His survivors then included his wife of 38 years, Lulie Johnston Taussig, of Washington, D.C. and Jamestown, RI; two daughters, Mrs. Emily Whitney Sherman, of Newport, RI and Mrs. Margaret Philip Helmer of Irvine, CA and his son Captain Joseph K. Taussig Jr. of Annapolis, MD. His daughter Margaret had been married to Commander George Philip Jr. until his death in 1945.

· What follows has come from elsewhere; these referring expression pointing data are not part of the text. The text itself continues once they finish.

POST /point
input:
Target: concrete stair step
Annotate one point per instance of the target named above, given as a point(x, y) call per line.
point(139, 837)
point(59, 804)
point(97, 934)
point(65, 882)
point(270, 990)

==Decorations and awards==

| Navy Distinguished Service Medal | Legion of Merit | Silver Life Saving Medal |
| Purple Heart Medal | Sampson Medal | Spanish Campaign Medal |
| Philippine Campaign Medal | China Relief Expedition Medal | Cuban Pacification Medal |
| World War I Victory Medal with "Destroyer" clasp | Second Nicaraguan Campaign Medal | American Defense Service Medal |
| American Campaign Medal | World War II Victory Medal | Order of Saint Michael and Saint George U.K. |

===Navy Distinguished Service Medal Citation===

The President of the United States of America takes pleasure in presenting the Navy Distinguished Service Medal to Captain Joseph Knefler Taussig, Sr., United States Navy, for exceptionally meritorious service in a duty of great responsibility as Commanding Officer of the U.S.S. WADSWORTH, engaged in the important, exacting, and hazardous duty of patrolling the waters infested with enemy submarines and mines, in escorting and protecting vitally important convoys of troops and supplies through these waters, and in offensive and defensive action, vigorously and unremittingly prosecuted against all forms of enemy naval activity; and especially for a successful attack upon an enemy submarine on 29 July 1917.

==Namesake==
- The destroyer escort was named in his honor, while the destroyer was named in honor of his father.
- Admiral Taussig Blvd. in Norfolk, Virginia, near Naval Station Norfolk, is named in his honor.
- Taussig Street in Tierrasanta, California in Murphy Canyon Military Housing is named in his honor.

==Miscellaneous==

- His son was married to the daughter of Admiral Robert Carney.
His granddaughter is married to radio talk show host and lawyer Hugh Hewitt.

==Published works==
- Our Navy, A Fighting Team (1943) Whittlesey House – co-authored by Harley F. Cope

==Publications==
- "Sees U.S. Involved in Far East War, Admiral Taussig Testifies that Japan Aims at Domination – Navy Disclaims His Views" New York Times April 23, 1940, page 1.
- Three Splendid Little Wars: The Diaries of Joseph Knefler Taussig, 1898–1901 [edited by Evelyn M. Cherpak] (January 2009) Naval War College Press. ISBN 978-0-16-082792-1
- The Queenstown Patrol, 1917: The Diary of Commander Joseph Knefler Taussig, U.S. Navy (June 1996) Naval War College Press. ISBN 978-1-884733-07-9
- Vaughn, Stephen L. Encyclopedia of American Journalism. CRC Press, 2008, p. 384 includes Drew Pearson's reporting on Taussig's "retirement".